After reading the Max Perkins biography I knew that I wanted to read at least one of Fitzgerald's works.
I'm pretty sure I was supposed to read it in high school, but actually did not. There's an excellent chance I just read the Cliffs Notes, and probably not all the way through. I really missed out.
I knew the basics of the story, so no big surprises.
But the way Fitzgerald builds the tension between the Buchanan's, the narrator Nick Carraway, and Gatsby himself, drew me in. Each chapter made you want to continue even more so than the last.
And the climactic chapter - the longest in the book - when Daisy (with Gatsby riding shotgun in his fancy yellow car) accidentally kill his mistress is a masterpiece. It arrived earlier than I expected (Chapter seven of nine), so it caught me off guard a little.

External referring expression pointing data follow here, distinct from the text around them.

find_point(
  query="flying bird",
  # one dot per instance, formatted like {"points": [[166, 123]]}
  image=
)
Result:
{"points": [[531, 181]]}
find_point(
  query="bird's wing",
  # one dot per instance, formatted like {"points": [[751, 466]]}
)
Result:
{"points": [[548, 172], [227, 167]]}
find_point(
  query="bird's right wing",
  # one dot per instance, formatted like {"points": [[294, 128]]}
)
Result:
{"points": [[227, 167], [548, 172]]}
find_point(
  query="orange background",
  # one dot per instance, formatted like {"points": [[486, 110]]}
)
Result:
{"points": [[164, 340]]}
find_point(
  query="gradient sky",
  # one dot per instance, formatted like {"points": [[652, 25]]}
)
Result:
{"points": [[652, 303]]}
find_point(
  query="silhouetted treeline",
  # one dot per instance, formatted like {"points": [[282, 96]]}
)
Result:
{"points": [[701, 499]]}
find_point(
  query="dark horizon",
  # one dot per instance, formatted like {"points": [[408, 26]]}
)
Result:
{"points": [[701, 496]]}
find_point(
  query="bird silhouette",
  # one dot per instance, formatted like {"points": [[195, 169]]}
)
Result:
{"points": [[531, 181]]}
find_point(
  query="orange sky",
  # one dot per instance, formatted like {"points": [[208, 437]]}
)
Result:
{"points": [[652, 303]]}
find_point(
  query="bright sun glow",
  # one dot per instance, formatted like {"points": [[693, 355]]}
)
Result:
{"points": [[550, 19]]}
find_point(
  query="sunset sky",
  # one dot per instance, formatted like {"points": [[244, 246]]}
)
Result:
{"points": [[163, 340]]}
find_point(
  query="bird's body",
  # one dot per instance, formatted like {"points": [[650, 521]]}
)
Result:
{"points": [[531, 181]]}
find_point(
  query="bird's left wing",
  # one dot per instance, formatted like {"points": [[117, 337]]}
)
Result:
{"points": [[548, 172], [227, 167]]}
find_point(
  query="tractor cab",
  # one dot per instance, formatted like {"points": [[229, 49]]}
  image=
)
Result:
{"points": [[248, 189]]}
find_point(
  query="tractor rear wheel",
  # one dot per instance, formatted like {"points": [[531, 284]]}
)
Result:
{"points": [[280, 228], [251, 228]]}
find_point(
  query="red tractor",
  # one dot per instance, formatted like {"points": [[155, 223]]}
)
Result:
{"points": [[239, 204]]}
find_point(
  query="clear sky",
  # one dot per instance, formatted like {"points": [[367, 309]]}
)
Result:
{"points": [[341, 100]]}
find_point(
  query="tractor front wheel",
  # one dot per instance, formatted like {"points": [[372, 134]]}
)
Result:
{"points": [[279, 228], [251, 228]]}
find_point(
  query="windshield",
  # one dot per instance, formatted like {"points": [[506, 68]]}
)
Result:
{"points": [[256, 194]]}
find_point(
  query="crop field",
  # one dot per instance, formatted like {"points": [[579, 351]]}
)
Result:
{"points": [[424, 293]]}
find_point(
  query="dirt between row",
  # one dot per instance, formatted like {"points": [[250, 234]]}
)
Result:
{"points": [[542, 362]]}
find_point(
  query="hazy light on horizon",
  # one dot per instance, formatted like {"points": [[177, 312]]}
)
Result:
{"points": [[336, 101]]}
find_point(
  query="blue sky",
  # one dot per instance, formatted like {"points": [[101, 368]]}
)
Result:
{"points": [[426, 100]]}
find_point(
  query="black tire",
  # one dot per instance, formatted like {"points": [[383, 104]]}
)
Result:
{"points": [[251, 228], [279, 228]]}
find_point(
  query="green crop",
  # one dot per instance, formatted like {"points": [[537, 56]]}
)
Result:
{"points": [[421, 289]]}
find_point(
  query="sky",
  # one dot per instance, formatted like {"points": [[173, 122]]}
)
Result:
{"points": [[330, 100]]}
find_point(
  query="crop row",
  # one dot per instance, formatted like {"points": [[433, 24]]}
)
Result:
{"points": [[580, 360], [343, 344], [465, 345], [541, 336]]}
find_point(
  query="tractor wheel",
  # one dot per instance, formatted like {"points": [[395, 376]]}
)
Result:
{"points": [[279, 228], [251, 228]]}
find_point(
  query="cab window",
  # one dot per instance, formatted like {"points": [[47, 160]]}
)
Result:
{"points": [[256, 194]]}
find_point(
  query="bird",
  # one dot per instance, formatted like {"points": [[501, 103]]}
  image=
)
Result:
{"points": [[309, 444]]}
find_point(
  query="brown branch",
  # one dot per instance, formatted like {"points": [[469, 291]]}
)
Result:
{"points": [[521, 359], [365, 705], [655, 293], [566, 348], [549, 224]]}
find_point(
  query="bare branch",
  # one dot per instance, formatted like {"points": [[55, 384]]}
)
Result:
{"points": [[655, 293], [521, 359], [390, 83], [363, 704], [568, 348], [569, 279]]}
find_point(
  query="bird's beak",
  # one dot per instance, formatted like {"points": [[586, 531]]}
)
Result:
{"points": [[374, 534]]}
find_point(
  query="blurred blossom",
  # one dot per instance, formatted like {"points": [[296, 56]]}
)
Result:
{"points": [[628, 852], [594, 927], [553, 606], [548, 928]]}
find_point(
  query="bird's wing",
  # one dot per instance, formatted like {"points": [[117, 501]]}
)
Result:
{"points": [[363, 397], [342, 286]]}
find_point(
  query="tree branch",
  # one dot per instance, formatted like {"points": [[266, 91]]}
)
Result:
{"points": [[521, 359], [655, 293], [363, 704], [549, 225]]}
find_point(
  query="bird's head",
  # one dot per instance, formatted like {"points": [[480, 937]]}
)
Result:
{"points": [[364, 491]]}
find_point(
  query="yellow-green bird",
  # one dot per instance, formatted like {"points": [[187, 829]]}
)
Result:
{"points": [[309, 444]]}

Who exactly is the villain in the story? That's what interested me. It seems that the entire story is setting Gatsby up as the villain. His secret past. Unexplained wealth. The rumors that surround him. He must be the bad guy, right?
But what unfolds is that Tom and Daisy Buchanan are really the bad apples. They both use other people to get what they want. They're both involved in affairs. They both look down on everyone else. They have no sense of remorse. Daisy has seemingly no problem abandoning poor Gatsby.
And the final scene at Gatsby's funeral, how sad. The man who entertained Long Island at great trouble and expense. No one could even both to show up at his funeral. It really makes you think about true friendships vs. fake friendships.
Great stuff. I'm glad I finally read it through to the end.